A board meeting at Dearborn Public Schools broke out into open demonstration, with chants of “vote them out” recorded and shared on social media.
The significant influx of Muslim supporters in Dearborn marks a notable shift in the communities advocating censorship of what is perceived as sexualized or taboo subjects in schools, which hereto has been typified by predominantly white Christian conservatives.
In the polarising debate which has surrounded this, Senator Ted Cruz (R-TX) waded in with what he believed was a cat-call from left-leaning commentators.
The Claim
A tweet posted by Ted Cruz, on October 14, 2022, included a screengrab of what appeared to be an article from The Atlantic with the headline “The Evolution of White Supremacy” alongside a photo of the protest.
The alleged article, accredited to journalist Abby Ohlheiser, included the subhead “In Dearborn Michigan, Muslim parents who oppose teaching pornography to children became the new face of the far right.”
Cruz tweeted “The Left is beyond parody.”
Other prominent accounts on the right have also shared the purported screengrab from the magazine.
The Facts
The fractious debate around the censorship of literature available in American schools has continued to deepen, Dearborn being one of its most recent and widely publicized chapters.

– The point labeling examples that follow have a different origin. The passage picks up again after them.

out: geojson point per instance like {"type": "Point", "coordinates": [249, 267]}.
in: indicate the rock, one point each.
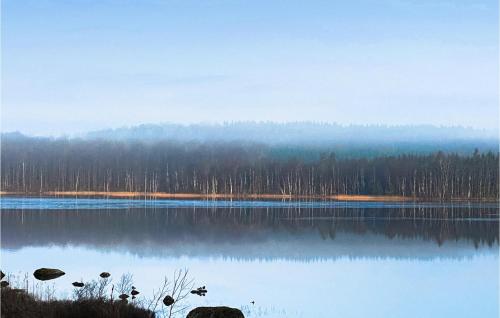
{"type": "Point", "coordinates": [48, 273]}
{"type": "Point", "coordinates": [215, 312]}
{"type": "Point", "coordinates": [168, 300]}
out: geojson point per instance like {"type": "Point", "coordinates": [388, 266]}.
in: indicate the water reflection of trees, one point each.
{"type": "Point", "coordinates": [190, 225]}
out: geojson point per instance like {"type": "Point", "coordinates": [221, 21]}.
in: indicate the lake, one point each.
{"type": "Point", "coordinates": [293, 259]}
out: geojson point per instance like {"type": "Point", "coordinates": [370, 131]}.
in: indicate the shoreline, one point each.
{"type": "Point", "coordinates": [215, 196]}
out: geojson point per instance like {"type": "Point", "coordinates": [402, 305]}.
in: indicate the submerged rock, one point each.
{"type": "Point", "coordinates": [215, 312]}
{"type": "Point", "coordinates": [168, 300]}
{"type": "Point", "coordinates": [48, 273]}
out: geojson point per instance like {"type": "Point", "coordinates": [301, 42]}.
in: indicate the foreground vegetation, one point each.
{"type": "Point", "coordinates": [102, 297]}
{"type": "Point", "coordinates": [17, 303]}
{"type": "Point", "coordinates": [40, 165]}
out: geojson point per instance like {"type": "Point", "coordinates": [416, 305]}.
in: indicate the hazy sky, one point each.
{"type": "Point", "coordinates": [75, 65]}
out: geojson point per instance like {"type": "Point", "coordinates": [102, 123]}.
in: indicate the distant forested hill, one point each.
{"type": "Point", "coordinates": [36, 165]}
{"type": "Point", "coordinates": [308, 140]}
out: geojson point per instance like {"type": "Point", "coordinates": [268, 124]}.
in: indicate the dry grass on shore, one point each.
{"type": "Point", "coordinates": [163, 195]}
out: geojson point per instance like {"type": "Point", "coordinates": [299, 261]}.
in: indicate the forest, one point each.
{"type": "Point", "coordinates": [37, 165]}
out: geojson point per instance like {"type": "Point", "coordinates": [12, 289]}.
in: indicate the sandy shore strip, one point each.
{"type": "Point", "coordinates": [163, 195]}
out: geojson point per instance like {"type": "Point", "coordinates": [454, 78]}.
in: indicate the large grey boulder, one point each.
{"type": "Point", "coordinates": [215, 312]}
{"type": "Point", "coordinates": [48, 273]}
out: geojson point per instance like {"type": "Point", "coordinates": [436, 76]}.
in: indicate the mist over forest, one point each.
{"type": "Point", "coordinates": [300, 159]}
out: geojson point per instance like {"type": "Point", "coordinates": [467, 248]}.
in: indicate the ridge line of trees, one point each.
{"type": "Point", "coordinates": [33, 165]}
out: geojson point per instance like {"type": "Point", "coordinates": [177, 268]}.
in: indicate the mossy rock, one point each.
{"type": "Point", "coordinates": [215, 312]}
{"type": "Point", "coordinates": [48, 273]}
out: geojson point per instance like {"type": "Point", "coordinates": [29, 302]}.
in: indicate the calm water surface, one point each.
{"type": "Point", "coordinates": [294, 259]}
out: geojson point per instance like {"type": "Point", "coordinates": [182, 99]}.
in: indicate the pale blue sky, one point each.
{"type": "Point", "coordinates": [72, 66]}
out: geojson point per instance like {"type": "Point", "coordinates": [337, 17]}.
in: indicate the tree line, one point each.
{"type": "Point", "coordinates": [34, 165]}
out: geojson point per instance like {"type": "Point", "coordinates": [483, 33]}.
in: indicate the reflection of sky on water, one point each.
{"type": "Point", "coordinates": [51, 203]}
{"type": "Point", "coordinates": [341, 263]}
{"type": "Point", "coordinates": [362, 287]}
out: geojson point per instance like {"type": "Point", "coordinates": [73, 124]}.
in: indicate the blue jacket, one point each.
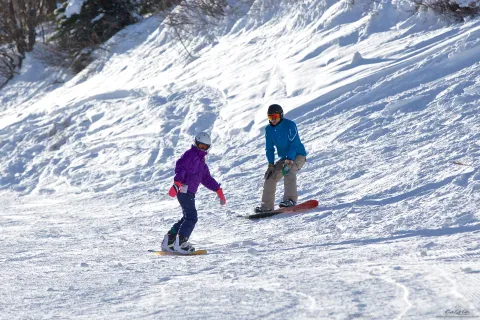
{"type": "Point", "coordinates": [192, 170]}
{"type": "Point", "coordinates": [283, 136]}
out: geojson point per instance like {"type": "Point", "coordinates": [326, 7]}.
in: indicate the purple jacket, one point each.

A common topic of the “culture wars,” the conversation about what books should be read, many of which concern LGBTQ topics, has been top of mind for many right wing politicians and commentators.
Some of the chatter, however, has been characterized by misinformation, a trope to which Cruz, here, has fallen victim to.
The since-deleted missive by the Texas senator received a quick response from Twitter users who let him know that The Atlantic “article” was a hoax, posted online to stoke the drama surrounding the Dearborn story.
There was no such article published between the meeting at Dearborn on Monday, October 10, 2022, to when the screengrab that Cruz reposted is thought to have begun circulating.
It’s understood that the image began spreading on Twitter on Wednesday, October 12, 2022, later migrating to Facebook and other social media network.
Newsweek found one example being shared by Russian social media content platform VK, on Thursday, October 13, 2022, the day before Cruz’s tweet. VK has been linked to multiple examples of misinformation on controversial themes, from the the war in Ukraine to the “culture wars” in the U.S.
Journalist Abby Ohlheiser, who was wrongly credited to the piece and no longer works for The Atlantic, wrote on Twitter “are you f***g serious Ted Cruz” and “It’s for sure good and normal to wake up to dms calling you a groomer because some maga stposter photoshopped your byline onto a fake article for a publication you haven’t worked for in a decade.”
The image credits for the article also appear to have been taken from an online edition of a cover article by The Atlantic.
The article written by CNN’s Jake Tapper, about C.J. Rice, a Philadelphia teen imprisoned for attempted murder, which Tapper writes was wrongly convicted because he had “an incompetent lawyer.”
It’s one of a number of instances in which Ted Cruz has made misleading or misinformed statements recently. In August 2022, he tweeted that the White House’s student debt relief program would cost every American $2,100, without mentioning a wide list of caveats to that calculation.
In September, the Texas senator was also mocked by the White House on Twitter for praising a spending bill that he didn’t support.
The Atlantic confirmed to Newsweek that the screenshot is fabricated and it had “published no such thing.”
A spokesperson for Ted Cruz referred to a tweet sent by the senator on October 14, 2022, in which he said that he “Didn’t know it was fake” and that he “deleted the tweet as soon as I found out.”
The Ruling
False.
The article that Ted Cruz posted about Dearborn does not exist. It was not published by The Atlantic and includes a byline for a journalist who no longer works there. Other credits in the article were appropriated from an unrelated story in The Atlantic.